Malaria exposure in the womb “may derail the developmental trajectory of generations of children.
-- Dr. Kevin Kain, co-PI of project

Innovation

To combat malaria in pregnancy in sub-Saharan Africa, where Plasmodium falciparum malaria is most common, WHO policy advocates for a three-pronged approach involving 1) distribution of insecticide treated bed nets, 2) active case management and 3) intermittent preventive treatment (IPTp) with SP (sulfadoxine-pyrimethamine) for all pregnant women. However, increasing SP resistance by the malaria parasite is reducing the effectiveness of IPTp, resulting in persistent infections, and threatening the success of this program. The innovation, called scheduled intermittent screening and treatment (ISTp), is a new approach to reducing the burden of malaria in pregnancy and early childhood. This involves a novel antenatal care policy that focuses on accurate point-of-care malaria diagnosis and effective case- management of infection. The concept of ISTp is to provide scheduled screening for malaria using a malaria rapid diagnostic test (mRDT) and to treat mRDT-positive women with a long acting ACT, with the aim of clearing existing infections and providing additional post-treatment prophylaxis for three to six weeks. Screening ensures that only pregnant women who test positive for malaria parasites receive treatment, and women —  and their fetuses,  — without evidence of malaria are not unnecessarily exposed to antimalarial drugs.
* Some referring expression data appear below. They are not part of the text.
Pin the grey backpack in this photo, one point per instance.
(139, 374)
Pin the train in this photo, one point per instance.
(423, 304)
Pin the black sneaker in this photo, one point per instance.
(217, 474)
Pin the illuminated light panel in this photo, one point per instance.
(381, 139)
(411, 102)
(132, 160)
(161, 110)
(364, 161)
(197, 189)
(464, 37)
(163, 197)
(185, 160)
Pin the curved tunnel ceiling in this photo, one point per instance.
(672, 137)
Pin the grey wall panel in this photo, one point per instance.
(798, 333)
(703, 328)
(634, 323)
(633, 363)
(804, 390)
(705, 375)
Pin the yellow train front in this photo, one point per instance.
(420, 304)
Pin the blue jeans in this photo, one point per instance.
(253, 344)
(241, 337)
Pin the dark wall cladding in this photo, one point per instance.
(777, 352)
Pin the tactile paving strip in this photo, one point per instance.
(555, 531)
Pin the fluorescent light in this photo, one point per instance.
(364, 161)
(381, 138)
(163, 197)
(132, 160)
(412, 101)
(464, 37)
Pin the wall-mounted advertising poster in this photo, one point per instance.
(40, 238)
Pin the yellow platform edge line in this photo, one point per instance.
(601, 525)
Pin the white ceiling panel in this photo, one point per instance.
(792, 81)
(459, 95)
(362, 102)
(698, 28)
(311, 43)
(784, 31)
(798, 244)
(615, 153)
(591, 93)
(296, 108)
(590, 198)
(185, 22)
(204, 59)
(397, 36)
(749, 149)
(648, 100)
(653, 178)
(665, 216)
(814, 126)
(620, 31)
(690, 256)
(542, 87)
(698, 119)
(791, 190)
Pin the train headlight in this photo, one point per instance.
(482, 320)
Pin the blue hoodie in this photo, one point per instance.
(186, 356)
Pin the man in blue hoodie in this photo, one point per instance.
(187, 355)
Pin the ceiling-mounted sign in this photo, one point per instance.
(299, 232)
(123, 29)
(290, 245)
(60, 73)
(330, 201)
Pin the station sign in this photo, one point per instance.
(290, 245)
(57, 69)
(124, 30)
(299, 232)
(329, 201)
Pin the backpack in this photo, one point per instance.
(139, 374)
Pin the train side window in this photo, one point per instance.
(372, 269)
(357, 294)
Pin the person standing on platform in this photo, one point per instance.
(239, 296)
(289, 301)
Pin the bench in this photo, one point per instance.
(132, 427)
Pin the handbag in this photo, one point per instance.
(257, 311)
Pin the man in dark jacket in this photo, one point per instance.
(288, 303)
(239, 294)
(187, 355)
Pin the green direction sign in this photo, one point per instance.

ISTp is delivered as part of ‘focused antenatal care’. Women are screened for malaria and potentially treated at least three times during the second and third trimesters of pregnancy. There is now some evidence that ISTp may be an effective strategy for some parts of Africa. [1] Equally importantly, ISTp has been shown to be well-received by pregnant women and was manageable within a busy antenatal clinic. Recently, there has been increasing interest in ISTp as a potential future strategy to replace IPTp-SP in areas where SP resistance is decreasing the effectiveness of IPTp or in areas with marked reduction in malaria transmission. The impact of ISTp on neurocognitive development in early childhood has not been evaluated but has important implications for the consequent cognitive capital in malaria endemic regions. This is an important issue in light of the potential impact of ISTp on in-utero malaria exposure, ex-utero risk of clinical malaria and neurocognitive development. The project team is following a subset of children and will evaluate their neurocognitive development from 1-2 years of age, to examine the impact of in-utero malaria exposure on their development. This will allow the team to determine whether ISTp better protects early brain development.

Collaboration

Evaluation Methods

The project will use a randomized control trial to evaluate the suitability of ISTp as a policy to protect early brain development. Child development will be comprehensively assessed in 400 infants at 12, 18 and 24 months of age by trained nurses. Of the 400 children assessed, approximately 200 mothers will have received the intermittent preventive treatment, and the other 200 mothers will have received the new intervention.  Children will have additional follow-up visits every six months until the age of 24 months. At each visit, the overall health of the child will be assessed, with particular attention to previous or current illnesses including clinical malaria. In the absence of any illness, a battery of neurocognitive assessments will be administered to the child that evaluates motor, language and social skills. Additional assessments are conducted to evaluate the child’s higher cognitive function at 18 and 24 months of age.

References

  1. O. ter Kuile, F. et al. (2008). Optimisation of the existing dose and regimen of intermittent preventive treatment with sulfadoxinepyrimethamine. European & Developing Countries Clinical Trials Partnership. 17 Dec. 2008.
  2. Tagbor H. et al. (2010) Intermittent screening and treatment versus intermittent preventive treatment of malaria in pregnancy: a randomised controlled non-inferiority trial.